Dançar é, para musicólogos como Simon Frith, uma forma de “escutar intensamente” a música. O que isto quer dizer, é que ao invés de estarmos quietos nos nossos momentos subjetivos de fruição estética, deixamo-nos envolver por ela e expressamo-lo através dos nossos gestos. A dança contemporânea tem um papel determinante porque, nas suas coreografias mais aleatórias, inesperadas, inimagináveis, torna-se apta a representar a singularidade em cada um de nós. Ao invés de termos vários dançarinos, neste vídeo, a dançarem de forma equivalente, cada corpo tem a sua resposta à música, ainda que esta seja simples, repetitiva e sobejamente ruidosa. Para mim, isto também é simbólico de uma heterogeneidade, a aceitação de múltiplas formas de ser, agir, escutar e lidar com a música, mesmo que a pistola continue a marcar o pano de fundo sonoro a que cada dança corresponde.
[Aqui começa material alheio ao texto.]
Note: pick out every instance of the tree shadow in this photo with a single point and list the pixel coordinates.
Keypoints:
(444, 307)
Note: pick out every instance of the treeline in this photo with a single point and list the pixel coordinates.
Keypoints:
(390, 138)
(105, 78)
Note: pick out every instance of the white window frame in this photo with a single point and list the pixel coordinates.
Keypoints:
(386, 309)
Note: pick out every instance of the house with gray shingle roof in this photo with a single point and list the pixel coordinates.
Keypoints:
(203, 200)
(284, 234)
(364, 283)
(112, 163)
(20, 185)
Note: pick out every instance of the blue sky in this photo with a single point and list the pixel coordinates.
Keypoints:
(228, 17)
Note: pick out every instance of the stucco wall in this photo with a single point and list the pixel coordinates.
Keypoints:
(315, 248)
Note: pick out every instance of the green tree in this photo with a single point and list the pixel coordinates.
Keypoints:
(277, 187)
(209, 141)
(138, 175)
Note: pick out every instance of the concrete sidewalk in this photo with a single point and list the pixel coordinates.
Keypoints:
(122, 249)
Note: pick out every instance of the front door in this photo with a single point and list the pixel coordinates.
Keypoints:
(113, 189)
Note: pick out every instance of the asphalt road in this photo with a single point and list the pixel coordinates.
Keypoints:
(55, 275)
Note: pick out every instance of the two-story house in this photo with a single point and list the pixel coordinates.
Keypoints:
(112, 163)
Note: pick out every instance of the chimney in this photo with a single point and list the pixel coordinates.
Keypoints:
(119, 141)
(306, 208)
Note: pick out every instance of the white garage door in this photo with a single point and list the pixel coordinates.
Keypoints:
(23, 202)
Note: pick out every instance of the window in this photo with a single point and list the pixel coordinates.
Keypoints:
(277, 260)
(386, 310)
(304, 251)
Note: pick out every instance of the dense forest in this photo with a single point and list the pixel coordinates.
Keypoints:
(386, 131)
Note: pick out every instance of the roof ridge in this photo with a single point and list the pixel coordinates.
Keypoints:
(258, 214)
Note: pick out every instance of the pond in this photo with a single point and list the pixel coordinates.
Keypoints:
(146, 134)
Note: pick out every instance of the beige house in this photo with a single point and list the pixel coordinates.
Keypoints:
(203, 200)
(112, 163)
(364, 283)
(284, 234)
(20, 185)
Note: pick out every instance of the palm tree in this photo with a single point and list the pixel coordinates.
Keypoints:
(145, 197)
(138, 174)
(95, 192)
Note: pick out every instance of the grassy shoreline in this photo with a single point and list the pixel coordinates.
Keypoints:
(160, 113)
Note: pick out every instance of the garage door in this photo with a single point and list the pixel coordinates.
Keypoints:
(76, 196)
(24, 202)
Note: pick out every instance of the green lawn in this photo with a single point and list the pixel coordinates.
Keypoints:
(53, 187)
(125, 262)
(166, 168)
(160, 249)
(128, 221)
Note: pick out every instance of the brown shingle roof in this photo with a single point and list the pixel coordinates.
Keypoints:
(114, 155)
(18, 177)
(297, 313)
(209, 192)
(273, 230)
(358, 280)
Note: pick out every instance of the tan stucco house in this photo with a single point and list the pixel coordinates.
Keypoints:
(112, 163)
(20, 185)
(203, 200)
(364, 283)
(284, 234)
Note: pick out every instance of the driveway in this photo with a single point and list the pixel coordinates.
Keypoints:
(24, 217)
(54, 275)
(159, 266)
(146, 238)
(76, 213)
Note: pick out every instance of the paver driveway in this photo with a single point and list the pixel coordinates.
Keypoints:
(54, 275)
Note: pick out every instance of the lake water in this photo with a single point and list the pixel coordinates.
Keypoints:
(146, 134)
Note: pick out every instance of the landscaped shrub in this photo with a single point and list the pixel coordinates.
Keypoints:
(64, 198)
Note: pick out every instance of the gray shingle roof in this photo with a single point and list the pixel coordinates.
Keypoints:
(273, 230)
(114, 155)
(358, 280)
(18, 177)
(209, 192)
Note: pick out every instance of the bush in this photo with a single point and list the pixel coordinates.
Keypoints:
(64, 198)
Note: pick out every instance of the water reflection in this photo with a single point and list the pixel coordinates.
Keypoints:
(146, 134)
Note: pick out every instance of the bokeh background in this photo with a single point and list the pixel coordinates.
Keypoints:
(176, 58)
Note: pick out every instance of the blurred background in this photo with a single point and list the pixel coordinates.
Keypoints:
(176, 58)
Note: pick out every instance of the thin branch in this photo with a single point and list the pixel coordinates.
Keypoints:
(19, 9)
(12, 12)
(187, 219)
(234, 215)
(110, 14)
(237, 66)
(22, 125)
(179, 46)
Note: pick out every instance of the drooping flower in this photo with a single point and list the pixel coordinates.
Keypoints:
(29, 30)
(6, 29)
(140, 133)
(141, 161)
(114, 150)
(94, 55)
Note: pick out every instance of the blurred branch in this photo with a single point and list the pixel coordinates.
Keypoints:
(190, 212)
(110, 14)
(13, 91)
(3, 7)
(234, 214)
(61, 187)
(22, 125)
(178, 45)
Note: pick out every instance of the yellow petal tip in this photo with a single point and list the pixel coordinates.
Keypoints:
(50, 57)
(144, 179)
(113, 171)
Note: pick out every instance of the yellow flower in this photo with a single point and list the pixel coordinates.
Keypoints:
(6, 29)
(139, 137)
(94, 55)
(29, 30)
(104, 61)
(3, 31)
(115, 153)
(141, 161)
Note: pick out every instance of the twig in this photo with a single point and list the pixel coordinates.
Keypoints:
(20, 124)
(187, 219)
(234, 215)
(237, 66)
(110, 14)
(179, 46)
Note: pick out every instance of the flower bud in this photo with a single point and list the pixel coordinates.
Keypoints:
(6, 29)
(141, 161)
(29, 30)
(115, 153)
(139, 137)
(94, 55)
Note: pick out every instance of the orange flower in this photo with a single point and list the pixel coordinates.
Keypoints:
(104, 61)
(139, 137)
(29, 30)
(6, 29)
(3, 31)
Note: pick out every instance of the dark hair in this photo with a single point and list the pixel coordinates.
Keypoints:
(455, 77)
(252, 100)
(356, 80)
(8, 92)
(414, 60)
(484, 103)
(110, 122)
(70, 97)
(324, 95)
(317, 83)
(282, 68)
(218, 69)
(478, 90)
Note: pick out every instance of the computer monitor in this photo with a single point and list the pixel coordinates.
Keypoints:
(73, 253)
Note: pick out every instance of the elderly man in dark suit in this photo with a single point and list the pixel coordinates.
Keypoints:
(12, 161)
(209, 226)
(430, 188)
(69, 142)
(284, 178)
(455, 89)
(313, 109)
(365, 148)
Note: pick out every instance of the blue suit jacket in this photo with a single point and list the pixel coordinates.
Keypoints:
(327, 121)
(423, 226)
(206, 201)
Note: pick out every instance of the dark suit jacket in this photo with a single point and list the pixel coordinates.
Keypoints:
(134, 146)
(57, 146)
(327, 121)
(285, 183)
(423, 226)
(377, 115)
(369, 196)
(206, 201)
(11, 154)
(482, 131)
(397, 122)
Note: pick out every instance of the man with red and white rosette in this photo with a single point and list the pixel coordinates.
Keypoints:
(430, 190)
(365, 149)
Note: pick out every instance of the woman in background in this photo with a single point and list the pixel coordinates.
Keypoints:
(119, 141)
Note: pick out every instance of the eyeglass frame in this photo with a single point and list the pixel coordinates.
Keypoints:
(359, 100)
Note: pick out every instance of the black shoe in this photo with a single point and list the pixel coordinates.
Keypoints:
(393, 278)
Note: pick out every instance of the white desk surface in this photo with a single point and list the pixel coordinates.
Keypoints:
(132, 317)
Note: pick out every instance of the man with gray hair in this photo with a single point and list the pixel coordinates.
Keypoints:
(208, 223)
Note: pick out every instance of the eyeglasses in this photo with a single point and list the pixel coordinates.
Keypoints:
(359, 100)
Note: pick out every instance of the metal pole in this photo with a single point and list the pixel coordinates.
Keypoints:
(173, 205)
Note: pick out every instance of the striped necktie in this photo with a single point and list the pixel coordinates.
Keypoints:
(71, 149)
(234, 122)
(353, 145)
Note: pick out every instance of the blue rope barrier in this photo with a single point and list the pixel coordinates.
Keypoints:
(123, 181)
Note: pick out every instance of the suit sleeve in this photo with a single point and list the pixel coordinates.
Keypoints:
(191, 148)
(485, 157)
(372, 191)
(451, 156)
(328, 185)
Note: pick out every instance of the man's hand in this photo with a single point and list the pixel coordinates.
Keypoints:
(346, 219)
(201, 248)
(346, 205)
Regressemos mais uma vez ao título da música. Aurora declama que “When I hear my name/Strike me now gonna put me down”, e isto leva-me a dois aspetos. Nomear, para a teoria feminista, é o que cria os sujeitos. Não só o nome que nos é atribuído à nascença acaba por ir absorvendo e definindo um conjunto de marcadores sociais a que chamamos ‘identidade’, como isso é fundamental para a autodeterminação de pessoas trans. Por outro lado, a associação desta componente ao “strike”, o golpe da arma, talvez sirva como mais uma estratégia de subversão. Podíamos esticar a corda e dizer que, sub-repticiamente, Aurora e Odete estão a apontar para a hostilidade que as pessoas trans sofrem porque lhes é imposta uma identidade com a qual não se identificam. Mas parece-me mais evidente que o “strike me down” seja aqui mais uma estratégia de perversão. Agora, passa a ser a de uma atração e desejo, como a seta do cupido. Há até, se me permitem, a possibilidade da arma, tal como os dildos, remeterem-nos para a construção fálica. “Get the guns fucking out/You got me from the start” é apenas o retirar da arma do coldre e disparar sobre Aurora? Ou será que Aurora, afinal, não está a falar apenas de armas, mas de outras coisas mais apetecíveis? De regresso ao problema de abertura, o tópico dos ataques face à comunidade LGBTI+ são novamente recuperados pelo apelo de Aurora: “Odete please tell them to stop”. Isto significa que, contextos artísticos à parte, a ferocidade de uns para com outros são uma realidade que necessita continuar a ser combatida. E a arte tem um papel nessa transformação social, também ela pode ser a arma que colocamos lá fora, publicamente.
O vídeo de GET THE GUNS OUT, de Aurora e Odete pode ser visto no Youtube (com restrição de idade).